Espionage and foreign interference is currently a major focus of national security law in Australia. In December 2017, the Australian Government introduced an extensive package of new legislation relating to espionage, foreign interference and other related offences. This article aims to briefly inform you about the current state of Australian espionage and related offences and the impact of these new reforms if passed by Parliament as currently drafted.

Espionage

Under current law, it is an offence for a person to communicate or make available:

  • information concerning the Commonwealth’s security or defence; or
  • information concerning the security or defence of another country, which is acquired (whether directly or indirectly) from the Commonwealth.

Obtaining or copying a record (in any form) of the above information may also amount to an offence.

A person also needs to:

  • intend to prejudice the Commonwealth’s security or defence and that such conduct results or is likely to result in, the information being communicated or the record being delivered to a foreign country or organisation; or
  • without lawful authority intend that the record will or may have been, delivered to a foreign country or organisation, and intended to give an advantage to another country’s security or defence.

However, the Bill extends the information that is communicated or delivered to a ‘foreign principal’ (which covers state-owned enterprises and foreign private companies that channel government activities) to include matters of ‘national security’. Under the draft legislation, national security not only encompasses Australia’s defence or security. But it also relates to information regarding Australia’s ‘political, military or economic relations with another country.’

The catch-all nature of these new economic and political elements in conjunction with the wide definition of ‘foreign principal’ may operate so broadly that it unintentionally affects innocent parties. For example, those who provide consultancy services to companies owned by foreign governments may be caught by the draft provisions.

In addition, being reckless as to whether such conduct will prejudice Australia’s national security or advantage the national security of a foreign country will also constitute criminal liability under these draft offences.

New economic espionage offence

The reforms introduce the theft of trade secrets as an offence. It specifically targets economic espionage that is particularly conducted by or on behalf of foreign individuals and entities. Dishonestly receiving, obtaining, taking, copying or duplicating, selling, buying or disclosing information that is a trade secret on behalf of a foreign government principal carries a maximum penalty of 15 years imprisonment.

The purpose of this provision is to mitigate, manage and ultimately prevent the theft of highly valuable and sensitive information (i.e. Defence Technology information and commercial secrets). If such ‘trade secrets’ were stolen, it could be detrimental to Australia’s commercial interests, trade relations and national security.

Foreign interference

There are currently no criminal offences targeting foreign interference in Australia. Foreign interference generally involves the exertion of foreign influence in another country. A country typically engages in foreign interference to support their intelligence activities or to otherwise prejudice another nation’s national security.

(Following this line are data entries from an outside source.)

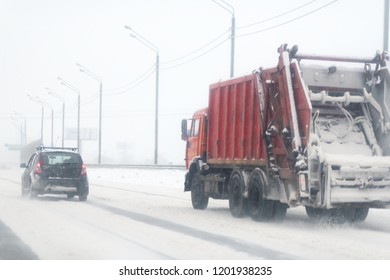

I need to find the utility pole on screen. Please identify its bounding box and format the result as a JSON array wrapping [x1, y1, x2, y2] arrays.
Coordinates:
[[212, 0, 236, 78], [383, 0, 389, 52], [125, 25, 160, 164]]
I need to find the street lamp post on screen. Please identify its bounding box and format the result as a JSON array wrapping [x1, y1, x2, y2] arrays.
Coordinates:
[[35, 97, 54, 147], [14, 110, 27, 145], [125, 25, 160, 164], [213, 0, 236, 77], [46, 88, 65, 148], [57, 77, 80, 151], [76, 63, 103, 164], [27, 94, 45, 144]]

For example, the use of cyber operations and disinformation campaigns to manipulate election outcomes. In Australia foreign interference activities are said to have been directed at a range of Australian interests, including the country’s military capabilities, commercial pursuits and political/democratic processes.

The Australian Government has introduced reforms aiming to address these foreign interference activities perpetrated by foreign actors and intelligence services.

The following offences would apply where a person’s conduct is covert or deceptive, involves threats or menaces or does not disclose the fact that their conduct is undertaken on behalf of a foreign principal:

  • Offence of intentional foreign interference – interference generally or interference involving targeted person (20 years imprisonment);
  • Offence of reckless foreign interference – interference generally or interference involving targeted person (15 years imprisonment).

A person engages in foreign interference if he/she intends or is reckless that their conduct would influence Australian governmental processes, influence the exercise of an Australian democratic or political right or duty, support intelligence activities of a foreign principal or prejudice Australia’s national security.

The reforms also criminalise the provision of support or funding to foreign intelligence services agencies.

Similar to the new espionage provisions, innocent parties may be adversely affected, for example, investigative journalists who inadvertently engage in ‘covert’ conduct or individuals exercising the freedom of expression.

Foreign Influence Transparency Scheme

The new reforms introduce a registration scheme for individuals or entities undertaking ‘registrable’ activities on behalf of a foreign principal.

A registrable activity includes activities conducted on behalf of a foreign principal, including an agreement to undertake activities even if such activities were never undertaken.

The purpose of this regime is to highlight the extent of foreign influence in Australia.

Conclusion

New legislation has highlighted the Australian Government’s focus on espionage and foreign interference. The broad nature of the newly proposed national security laws however raises matters of public importance concerning the breadth of the laws and their capacity to potentially unduly interfere with personal liberties.